Dekrit juga secara tegas melarang penggantian Misa yang telah dijanjikan dengan penyebutan nama secara sederhana dalam liturgi. Praktik seperti itu dikategorikan sebagai pelanggaran serius terhadap disiplin Gereja.
Imbauan untuk Transparansi dan Keadilan
Dikasteri bagi Para Klerus menekankan pentingnya keadilan dan tanggung jawab moral dalam pengelolaan persembahan. Para uskup diinstruksikan untuk meningkatkan katekese kepada umat, memantau penerapan norma-norma ini di wilayah mereka, serta memastikan adanya pencatatan yang akurat terkait niat Misa dan persembahan yang diterima.

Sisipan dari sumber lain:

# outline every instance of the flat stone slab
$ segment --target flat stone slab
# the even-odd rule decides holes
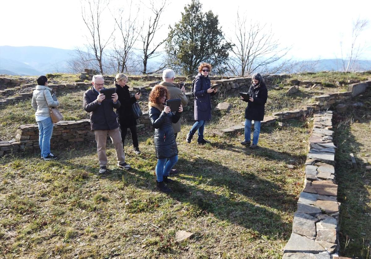
[[[308,158],[315,159],[318,161],[325,163],[333,163],[335,159],[335,155],[331,153],[321,152],[316,153],[308,153]]]
[[[305,204],[313,205],[317,201],[318,196],[318,194],[302,192],[300,193],[300,196],[298,202]]]
[[[298,203],[298,212],[305,213],[312,216],[315,216],[322,213],[321,209],[312,205],[306,204],[304,203]]]
[[[282,258],[282,259],[330,259],[331,257],[327,252],[316,254],[307,253],[286,253],[283,254],[283,257]],[[337,259],[340,258],[340,257],[336,258]]]
[[[338,195],[338,185],[330,180],[314,181],[307,182],[303,191],[336,196]]]
[[[182,242],[192,237],[194,234],[190,232],[184,230],[178,230],[175,233],[175,240],[177,242]]]
[[[295,212],[292,222],[292,233],[304,236],[311,239],[316,239],[316,218],[305,213]]]
[[[317,166],[315,165],[306,165],[305,178],[308,180],[316,180],[317,168]]]
[[[299,252],[318,253],[324,251],[324,249],[314,240],[295,233],[291,233],[289,241],[283,248],[284,253]]]
[[[339,211],[340,203],[331,201],[317,201],[314,205],[319,207],[328,214],[332,214]]]

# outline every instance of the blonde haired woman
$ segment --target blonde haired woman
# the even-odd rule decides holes
[[[131,139],[133,141],[134,152],[137,155],[140,154],[138,135],[137,135],[137,120],[133,114],[133,104],[140,98],[140,93],[137,93],[131,97],[129,92],[129,87],[126,85],[128,77],[123,74],[118,74],[115,78],[116,92],[118,95],[118,100],[121,106],[116,111],[120,122],[121,137],[122,145],[124,145],[125,138],[128,132],[128,128],[130,129]]]

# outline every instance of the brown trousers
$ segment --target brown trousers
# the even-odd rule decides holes
[[[98,152],[98,160],[100,166],[107,165],[107,155],[106,154],[106,144],[107,134],[109,135],[112,143],[115,146],[117,155],[117,162],[120,164],[125,162],[125,153],[121,138],[121,134],[118,128],[111,130],[95,130],[95,141],[96,142],[96,150]]]

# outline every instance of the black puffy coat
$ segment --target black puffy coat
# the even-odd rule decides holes
[[[178,147],[174,136],[173,124],[180,118],[181,112],[166,113],[164,105],[156,105],[149,102],[148,117],[152,127],[155,128],[155,149],[157,158],[168,158],[178,155]]]
[[[120,121],[121,128],[130,128],[137,125],[137,120],[134,118],[133,114],[133,104],[137,101],[134,96],[131,96],[129,92],[129,87],[125,85],[123,87],[117,84],[116,93],[118,96],[118,100],[121,106],[116,110],[116,114]]]
[[[244,100],[249,103],[245,109],[245,118],[254,121],[264,119],[265,106],[268,98],[268,90],[265,84],[255,88],[252,85],[249,89],[249,95],[254,98],[253,102]]]
[[[90,114],[92,130],[111,130],[118,128],[117,116],[114,108],[120,107],[120,101],[114,104],[112,99],[104,100],[99,104],[96,100],[99,94],[93,88],[84,93],[84,109]]]
[[[194,119],[208,120],[211,119],[211,98],[215,94],[209,94],[207,89],[211,85],[209,76],[205,77],[200,73],[196,77],[194,82]]]

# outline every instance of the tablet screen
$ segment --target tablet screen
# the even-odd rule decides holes
[[[109,100],[112,99],[112,95],[115,91],[115,88],[108,88],[102,89],[101,90],[101,93],[103,94],[106,97],[105,100]]]
[[[171,112],[177,111],[179,110],[180,106],[180,98],[171,99],[168,100],[166,105],[170,107]]]

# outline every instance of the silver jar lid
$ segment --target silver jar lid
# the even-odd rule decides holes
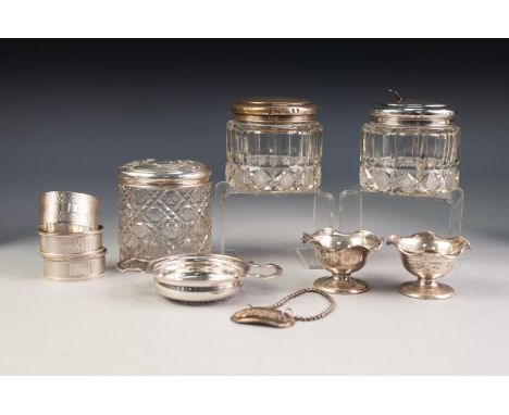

Langkah ini juga bertujuan untuk menghindari praktik simoni—jual beli hal-hal rohani—yang dikecam keras dalam tradisi Gereja.
Kepedulian Pastoral: Misa untuk Orang Miskin
Dekrit ini tidak hanya menyoroti aspek disipliner, tetapi juga mengedepankan keprihatinan pastoral. Para imam didorong untuk merayakan Misa bagi orang miskin tanpa mengharuskan adanya persembahan. Sementara itu, uskup keuskupan diberi wewenang untuk mengalihkan niat Misa yang berlebih ke paroki-paroki yang membutuhkan, terutama di wilayah misi.
Menjaga Martabat Ekaristi
Dengan diterbitkannya norma-norma baru ini, Takhta Suci berharap dapat memperbarui kesetiaan umat terhadap tradisi panjang Gereja, menjaga martabat Ekaristi, serta menumbuhkan transparansi dan kepercayaan yang lebih besar di antara Umat Allah.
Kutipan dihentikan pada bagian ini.